• White Facebook Icon
  • White Instagram Icon
  • White Twitter Icon

© 2016 by Mercury Media Group

KEJAKSAAN JANGAN HANYA LEMPAR ISU KORUPSI DANA JASMAS DPRD SURABAYA

January 31, 2018

 

Sby,MercuryFM - Munculnya kembali kasus dugaan korupsi dana Jaring Aspirasi masyarakat(Jasmas) DPRD Surabaya yang kali ini dilansir Kejaksaan Negri Perak membuat gerah legislatif. Anggota Komisi C, Vincensius Awey meminta agar pihak kejaksaan tidak hanya melemparkan isu, tetapi harus benar-benar menuntaskan pengusutan kasus ini sampai ke meja hijau.

“Sudah beberapa kali ada berita dari pihak kejaksaan tentang dugaan korupsi dana Jasmas, Tpi selalu saja menguap. Kami minta pihak kejaksaan kali ini benar-benar serius untuk mengungkap kasus demikian agar jelas siapa yang melakukan korupsi,” ujar Awey dikonfirmasi, Selasa(30/1).

Awey menegaskan penuntasan kasus dugaan perlu segera dilakukan dan jangan sampai tiba-tiba menghilang seperti yang pernah terjadi di Kejari Surabaya tas beberapa dugaan kasus yang sama .

“Harus diselesaikan dengan tuntas, jangan samapai hilang. Janganlah kemudian masyarakat malah justru menilai ada permainan antara pihak kejaksaan dengan pelaku yang dalam hal ini anggota legislatif,” tegasnya.
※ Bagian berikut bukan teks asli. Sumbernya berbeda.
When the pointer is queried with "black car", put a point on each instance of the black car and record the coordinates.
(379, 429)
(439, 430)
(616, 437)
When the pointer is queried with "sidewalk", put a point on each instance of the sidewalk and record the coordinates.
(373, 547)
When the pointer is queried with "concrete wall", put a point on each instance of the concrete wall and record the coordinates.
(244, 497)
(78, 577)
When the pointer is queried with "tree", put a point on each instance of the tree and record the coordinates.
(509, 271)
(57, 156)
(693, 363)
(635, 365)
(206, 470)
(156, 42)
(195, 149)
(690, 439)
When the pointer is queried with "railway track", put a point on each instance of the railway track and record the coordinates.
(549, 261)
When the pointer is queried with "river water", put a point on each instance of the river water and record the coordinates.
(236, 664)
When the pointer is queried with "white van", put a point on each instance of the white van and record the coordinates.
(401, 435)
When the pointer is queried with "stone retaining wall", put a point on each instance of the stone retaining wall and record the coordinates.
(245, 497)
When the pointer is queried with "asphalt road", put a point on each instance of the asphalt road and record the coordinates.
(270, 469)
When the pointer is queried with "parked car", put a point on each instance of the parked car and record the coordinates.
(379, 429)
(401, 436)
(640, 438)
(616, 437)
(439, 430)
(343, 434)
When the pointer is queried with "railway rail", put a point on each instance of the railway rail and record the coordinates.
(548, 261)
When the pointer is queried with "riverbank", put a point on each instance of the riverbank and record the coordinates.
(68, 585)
Legislator asal partai Nasional Demokrat ini juga meminta kepada kejaksaan agar membuka kemungkinan adanya justice collaborator hingga semua pihak yang terkait bisa dijaring oleh hukum.

”Tentunya harus menghormati azas praduga tak bersalah, tapi dengan adanya justice collaborator meminimkan peluang untuk penyelesaian di bawah meja,” tegasnya.

Diam-diam Kejaksaan Negeri (Kejari) Tanjung Perak juga melakukan penyelidikan dugaan adanya penyimpangan dana hibah dalam bentuk Jaringan Asprirasi Masyarakat (Jasmas) Tahun 2016, yang digunakan untuk pengadaan terop, kursi, meja dan sound system.

"Iya, kami sedang lakukan penyelidikan," ujar Kasi Intelijen Kejari Tanjung Perak, Lingga Nuarie saat dikonfirmasi di ruang kerjanya, Selasa (30/1).

Bahkan sampai saat ini pemeriksaan atas kasus dana Jasmas 2016 ini telah sampai ke tahap lidik karena sudah dilimpahkan ke seksi Pidana Khusus.

" Sekarang proses penanganannya sudah kami limpahkan dari seksi intelijen ke seksi Pidana Khusus (Pidsus)," terangnya

Untuk menggali keterangan pada dugaan korupsi dana Jasmas 2016 ini, Seksi Intelijen Kejari Tanjung Perak telah melakukan pemeriksaan terhadap belasan orang. Mereka yang diperiksa adalah penerima hibah, yakni RT dan RW yang tersebar di Surabaya.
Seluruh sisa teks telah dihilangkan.